Kurallar üç adımda öğretilir
Çocukla bir kriz yaşandığında düzenin sağlanması için kuralları öğretmenin üç adımı olduğunu belirten DoktorTakvimi.com uzmanlarından Psk. Seyhan Türkmen Yalım, ilk adımı aynalama yani ebeveynin o olaya çocuğun zihninden bakması aşaması olarak açıklıyor.
Neden dediğinizi yapmayı reddediyor, niçin yapmak istemiyor, neden bu tepkiyi veriyor gibi soruların çocuğun gözünden cevaplanması gerektiğini hatırlatan Psk. Yalım, sözlerini şöyle sürdürüyor: “Cevapları tahminen bulduğunuzda çocuğunuza onu yargılamadan anladığınızı, onun dilinden ifade edin. Yargılanmadan anlaşıldığını hisseden her birey iletişim kapılarını açar.

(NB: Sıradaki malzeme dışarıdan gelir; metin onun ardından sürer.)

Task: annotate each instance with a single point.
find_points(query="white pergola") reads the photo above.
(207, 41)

Burada çocuğa asla “Neden? Niçin?” gibi sorular sormayın. Aynalama aşamasında çocuğunuzu anladığınızı, kabul ettiğinizi hissettirseniz de ikinci aşama olan sınır koymayı da ihmal etmeyin. Kendinden emin ve kararlı bir ebeveyn olarak en fazla bir cümlelik olması gereken kuralı da net bir ifadeyle belirtin. 3. adımda ise ona seçim yaptırın.
Çocuğa ‘sen’ dili kullanarak negatif ya da pozitif seçim hakkı verilerek yaptığı seçimin sorumluluğunu deneyimlemesine imkan sağlayın. Şunu unutmayın ki ebeveyn çocuk arasında demokratik bir ilişki yoktur. Hayatta doğru ya da yanlış mekanizması henüz belli bir olgunlaşmaya gelmemiş bir çocuğun’ ben sadece çikolata yiyeceğim’ demesi üzerine ebeveynin onu tercihlerine izin vermesi gibi bir demokrasi beklenemez.”
Çocuğunuza seçim hakkı sunun
Psk. Seyhan Türkmen Yalım, bu üç adımı şöyle bir örnekle açıklıyor: “Yemekte ıspanak yaptınız ama çocuğunuz ıspanak yerine makarna yemek istiyor. Bu durumda önce onun penceresinden bakın.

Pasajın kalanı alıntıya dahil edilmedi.